Diotima-Ehrenpreis der deutschen Psychotherapeutenschaft

Die Bundespsychotherapeutenkammer vergibt seit 2009 den Diotima-Ehrenpreis der deutschen Psychotherapeutenschaft, der jährlich öffentlich verliehen wird. Mit ihm werden Personen geehrt, die sich besonders um die Versorgung psychisch kranker Menschen verdient gemacht haben oder sich durch ein besonderes berufspolitisches oder wissenschaftliches Engagement auszeichnen.

Diotima - Seelenkundige Lehrerin des Sokrates

Diotima (Διοτιμα)

Diotima (Διοτιμα) aus Mantinea, eine mythische Priesterin der Antike, gilt als Lehrerin des Sokrates. In Platons Dialog "Symposion" schildert Sokrates, was Diotima ihn über das Wesen des Eros lehrte: Eros ist ein Dämon und ein gewaltiger Trieb zum Zeugen im Schönen. Grund ist die Sehnsucht des Liebenden nach Unsterblichkeit im Weiterleben seiner Kinder. Dabei ist die geistige Zeugung die wertvollere: Seelische Kinder sind schöner als leibliche, wie generell die Schönheit der Seele herrlicher ist als die des Leibes. So liegt nahe, dass es Diotima war, die den jungen Sokrates dazu inspirierte, als erster Philosoph die Seele des Menschen in den Mittelpunkt seines Denkens und Lehrens zu stellen. Dies war der Ursprung der abendländischen Seelenkunde und damit auch Seelenheilkunde oder Psychotherapie.

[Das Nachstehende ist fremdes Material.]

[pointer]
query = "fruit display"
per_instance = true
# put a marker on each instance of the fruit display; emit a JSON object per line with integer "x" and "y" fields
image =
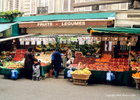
{"x": 105, "y": 58}
{"x": 11, "y": 65}
{"x": 17, "y": 57}
{"x": 19, "y": 54}
{"x": 135, "y": 66}
{"x": 84, "y": 71}
{"x": 3, "y": 56}
{"x": 39, "y": 47}
{"x": 136, "y": 75}
{"x": 118, "y": 61}
{"x": 44, "y": 58}
{"x": 103, "y": 67}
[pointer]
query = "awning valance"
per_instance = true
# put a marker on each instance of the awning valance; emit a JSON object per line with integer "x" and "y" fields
{"x": 4, "y": 27}
{"x": 114, "y": 30}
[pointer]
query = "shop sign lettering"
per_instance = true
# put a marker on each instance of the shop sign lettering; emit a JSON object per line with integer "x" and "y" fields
{"x": 72, "y": 23}
{"x": 44, "y": 24}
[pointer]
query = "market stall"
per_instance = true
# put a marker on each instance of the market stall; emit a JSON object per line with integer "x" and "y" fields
{"x": 114, "y": 53}
{"x": 14, "y": 58}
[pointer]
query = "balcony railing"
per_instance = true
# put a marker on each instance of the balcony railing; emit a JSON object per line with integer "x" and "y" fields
{"x": 42, "y": 10}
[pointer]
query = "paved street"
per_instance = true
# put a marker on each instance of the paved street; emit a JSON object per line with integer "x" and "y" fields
{"x": 62, "y": 89}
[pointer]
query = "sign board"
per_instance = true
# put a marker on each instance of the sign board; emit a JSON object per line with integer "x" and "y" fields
{"x": 65, "y": 23}
{"x": 108, "y": 45}
{"x": 123, "y": 47}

Eros ist als die ausgleichende Kraft zu verstehen, die im psychotherapeutischen Prozess Widersprüche aufzulösen vermag, die allein rational nicht bewältigt werden können. Die Inspiration dazu kam von Diotima. Deshalb ist sie die Namensgeberin des Ehrenpreises, den die Bundespsychotherapeutenkammer jährlich vergibt.

Diotima - Ehrenpreis 2016

Prof. Dr. Christine Knaevelsrud hat den diesjährigen Diotima-Ehrenpreis der deutschen Psychotherapeutenschaft erhalten. Die Bundespsychotherapeutenkammer (BPtK) ehrt damit in diesem Jahr eine Kollegin, die sich für die Versorgung von traumatisierten Kriegs- und Folteropfern sowohl in Deutschland als auch in arabischsprachigen Krisenregionen engagiert.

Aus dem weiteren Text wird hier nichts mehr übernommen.